Indonesia and Vietnam are looking to join Thailand in blazing a trail for solar power in Southeast Asia, introducing targets to fire up green energy generation as a landmark global agreement to curb pollution is set to take effect.
Countries around the world are coming under increasing pressure to crack down on carbon emissions from sectors such as coal-fired power stations, with the historic Paris climate accord coming into force this Friday after it was signed last year.
Indonesia and Vietnam aim to each have annual solar power capacity of at least 5 gigawatts (GW) from 2020, up from close to nothing now, officials from both governments told Reuters.
That level of output would have placed the countries among the top 15 solar producers in the world in 2015 data from the International Renewable Energy Agency (IRENA), and would account for close to 9 percent of expected power generation in Indonesia and Vietnam at the turn of the next decade.

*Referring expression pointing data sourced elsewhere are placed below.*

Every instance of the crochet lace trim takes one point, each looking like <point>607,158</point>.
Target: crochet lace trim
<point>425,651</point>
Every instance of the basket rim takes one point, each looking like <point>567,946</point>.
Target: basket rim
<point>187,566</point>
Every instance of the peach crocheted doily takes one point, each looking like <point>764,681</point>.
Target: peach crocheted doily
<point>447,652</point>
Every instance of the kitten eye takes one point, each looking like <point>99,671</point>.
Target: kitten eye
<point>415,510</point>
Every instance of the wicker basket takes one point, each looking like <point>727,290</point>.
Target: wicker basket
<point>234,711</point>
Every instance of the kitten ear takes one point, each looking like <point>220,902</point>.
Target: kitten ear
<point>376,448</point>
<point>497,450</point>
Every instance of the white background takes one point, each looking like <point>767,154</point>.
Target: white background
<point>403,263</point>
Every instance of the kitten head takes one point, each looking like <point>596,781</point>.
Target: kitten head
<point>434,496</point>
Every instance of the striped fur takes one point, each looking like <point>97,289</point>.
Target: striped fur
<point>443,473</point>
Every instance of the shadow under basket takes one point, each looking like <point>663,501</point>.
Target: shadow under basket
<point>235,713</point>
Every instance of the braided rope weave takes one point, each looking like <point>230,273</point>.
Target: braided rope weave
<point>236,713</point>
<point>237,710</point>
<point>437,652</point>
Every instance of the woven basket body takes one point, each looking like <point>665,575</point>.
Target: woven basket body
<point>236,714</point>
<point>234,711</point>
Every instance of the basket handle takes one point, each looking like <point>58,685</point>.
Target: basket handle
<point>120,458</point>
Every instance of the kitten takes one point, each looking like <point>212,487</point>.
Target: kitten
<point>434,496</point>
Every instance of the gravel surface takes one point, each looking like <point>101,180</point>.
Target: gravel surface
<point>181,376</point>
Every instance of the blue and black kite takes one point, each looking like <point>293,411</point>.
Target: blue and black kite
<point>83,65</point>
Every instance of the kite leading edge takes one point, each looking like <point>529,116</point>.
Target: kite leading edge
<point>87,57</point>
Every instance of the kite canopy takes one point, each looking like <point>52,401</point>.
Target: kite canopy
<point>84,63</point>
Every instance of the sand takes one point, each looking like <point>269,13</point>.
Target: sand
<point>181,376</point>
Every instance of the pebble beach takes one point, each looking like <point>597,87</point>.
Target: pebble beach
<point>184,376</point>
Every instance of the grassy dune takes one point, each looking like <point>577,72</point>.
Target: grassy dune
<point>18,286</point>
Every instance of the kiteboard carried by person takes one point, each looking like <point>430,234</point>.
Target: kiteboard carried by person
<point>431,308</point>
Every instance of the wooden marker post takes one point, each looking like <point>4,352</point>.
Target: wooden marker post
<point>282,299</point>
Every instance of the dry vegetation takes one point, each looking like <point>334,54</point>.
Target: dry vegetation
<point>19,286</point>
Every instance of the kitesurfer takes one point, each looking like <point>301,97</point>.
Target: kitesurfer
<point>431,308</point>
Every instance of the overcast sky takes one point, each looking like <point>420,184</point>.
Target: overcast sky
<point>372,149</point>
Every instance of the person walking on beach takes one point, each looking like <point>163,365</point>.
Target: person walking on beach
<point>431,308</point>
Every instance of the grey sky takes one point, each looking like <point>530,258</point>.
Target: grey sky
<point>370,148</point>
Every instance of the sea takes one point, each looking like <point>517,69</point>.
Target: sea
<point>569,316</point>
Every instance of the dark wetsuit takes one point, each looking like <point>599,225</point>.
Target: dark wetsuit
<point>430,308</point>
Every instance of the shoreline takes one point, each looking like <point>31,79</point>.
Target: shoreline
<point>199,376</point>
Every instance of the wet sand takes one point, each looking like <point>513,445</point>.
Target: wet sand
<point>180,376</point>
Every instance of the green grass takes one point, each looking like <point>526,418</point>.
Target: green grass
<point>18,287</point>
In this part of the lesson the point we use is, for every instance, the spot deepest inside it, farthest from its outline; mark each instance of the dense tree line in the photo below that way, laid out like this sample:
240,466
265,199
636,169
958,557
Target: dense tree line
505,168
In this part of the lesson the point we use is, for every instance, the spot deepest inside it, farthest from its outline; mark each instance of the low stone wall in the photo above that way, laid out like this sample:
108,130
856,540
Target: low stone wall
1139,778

The regional push towards solar will add momentum to global growth in the technology and could benefit companies such as Canada’s CMX Renewable Energy Inc, as well as South Korea’s Shinsung Solar Energy and Hanwha Q Cells Korea Corp.
“It will come very quickly as it takes a short time for construction,” Hoang Quoc Vuong, Vietnam’s Vice Minister of Industry and Trade, said on the sidelines of an industry conference last week.
However, with initial costs traditionally seen as a big deterrent to solar projects, both Indonesia and Vietnam will be offering opportunities for subsidies via so-called feed-in tariffs (FIT), allowing producers to lock in sales of renewable energy at fixed prices for a few years.
“If we promote solar, there has to be subsidy,” said the Vietnam official.
“Feed-in tariffs have been issued so that the (5 GW) target can be achieved,” said Maritje Hutapea, director of various kinds of energy at the Renewable Energy Directorate General under Indonesia’s Energy Ministry.
France’s Engie (ENGIE.PA) is in talks with state power company PLN for two solar projects of 200 MW.